Dave and Doreen are Jewish parents with a puzzle. They brought up their three children in the same way in a nominally Orthodox home, mixing secular education with Jewish identity.
In the age of the millennials, the Jewish landscape has got more complex.
To their surprise, the three have developed in radically different ways – with one becoming ultra-Orthodox, another rejecting Judaism and the third opting for Reform Judaism. It has led to splits not only between them and their children, but has also divided the siblings from each other.
It is unusual for such a dramatic scenario to occur within the same family, but it reflects with uncanny precision the three directions in which Jewish millennials in Britain are going right now.

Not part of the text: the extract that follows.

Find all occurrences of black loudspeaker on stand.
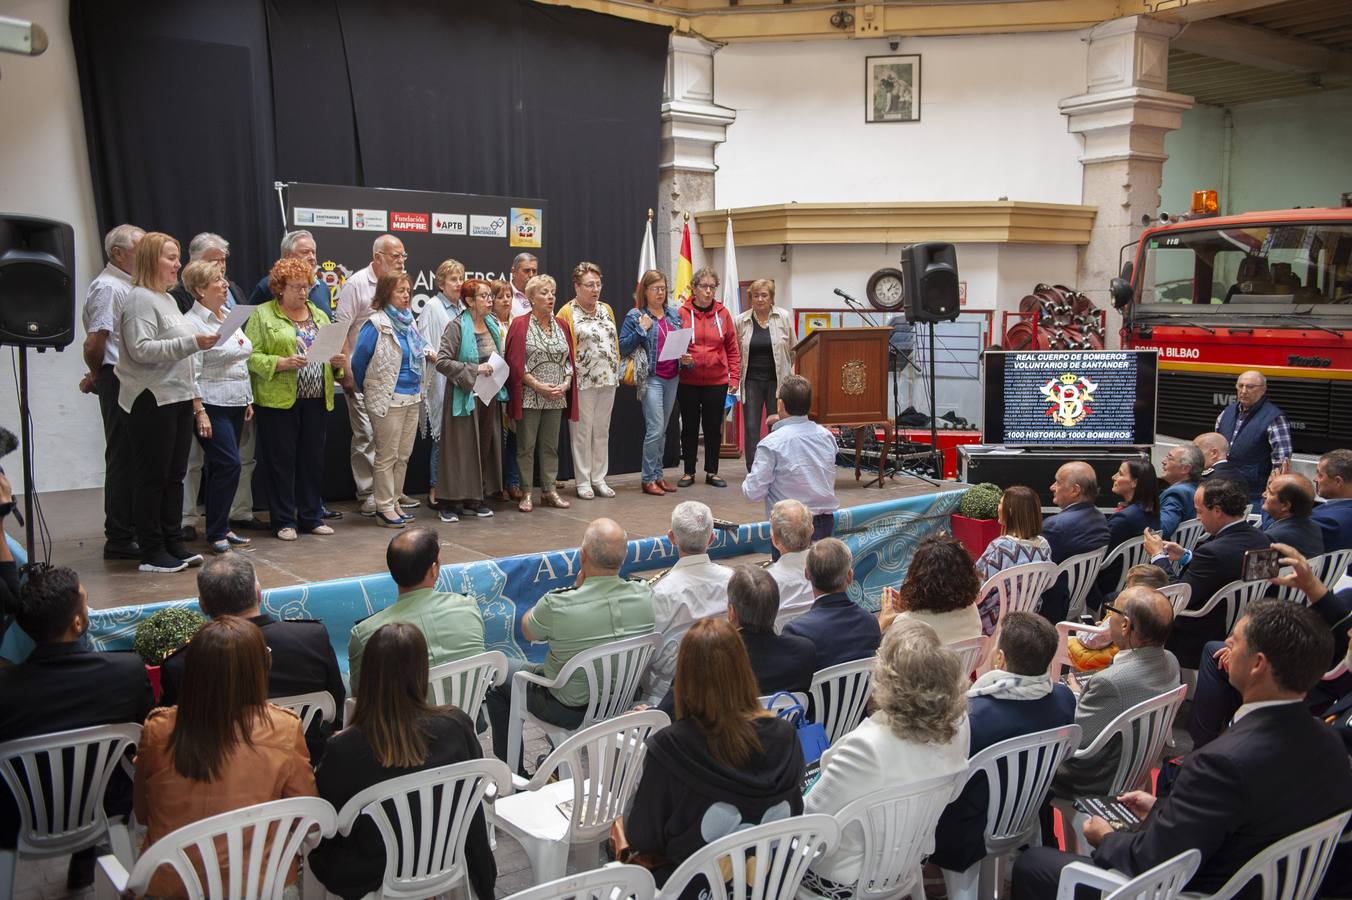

The eldest is Robert – who changed his name to the more biblical Reuven and became more religious after going to university. He felt uncomfortable being away from home for the first time and being anonymous within a massive student population. He sought out the Jewish society and met a charismatic chaplain from a Jewish missionary group which tries to persuade lapsed Jews to become more observant. They are not harmful, but do have an agenda to change people, especially those they sense are rudderless. Robert was hooked and became a ‘born-again’ Jew.
The result was he married an ultra-Orthodox woman, eats only kosher food, moved to a Jewish area of Manchester and will not travel on the Sabbath. Some would regard these as sacrifices; he views them as his anchor.